CO2 vs Methane
"Methane is, of course, a vastly more powerful greenhouse gas than CO2"
True but rather misleading. Methane is not long-term persistent in the atmosphere. It oxidizes to CO2 plus water. Half-life is about twelve years. More methane is contributed by live cows than landfill. That in turn is dwarfed by what could be released if methane hydrates in permafrost started thawing out (which has the potential for a rapid runaway one-shot global warming event, which the recent fossil record suggests has happened many times in the past).

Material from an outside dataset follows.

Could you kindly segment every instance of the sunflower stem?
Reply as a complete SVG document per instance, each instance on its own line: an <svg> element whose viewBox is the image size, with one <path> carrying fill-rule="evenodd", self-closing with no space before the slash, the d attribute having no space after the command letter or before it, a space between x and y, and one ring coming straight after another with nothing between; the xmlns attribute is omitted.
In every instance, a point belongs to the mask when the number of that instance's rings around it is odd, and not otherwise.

The story for CO2 is far more complex. Plants absorb a few percent of the total atmospheric CO2 every spring, but give almost all of it back come autumn. There's an annual CO2-concentration oscillation reflecting the greater land area in the Northern hemisphere temperate zone compared to the Southern hemisphere. We don't know whether the vegetable kingdom responds to more CO2 in the atmosphere and/or higher temperatures by sinking any carbon more permanently, let alone on what timescale. We do know that the more CO2 in the atmosphere, the more a plant adjusts its growth to favour roots over leaves.
We could almost certainly selectvely breed strains of wheat that encapsulate carbon in silica nodules in their roots, thereby rot-proofing it in the soil for milennia. Wheat naturally does this, some strains much more than others. Given the scale of wheat cultivation, this could provide a significant CO2 sink. AFAIK it's not known why wheat and some other grasses evolved to do this.
Most Greens don't know any of these things. It begs too many difficult questions and offers not enough certain answers.
Don't get me started on the complexities of water vapour - another greenhouse gas nearly as potent as methane, but when it condenses it forms clouds, which reflect sunlight and cool the planet.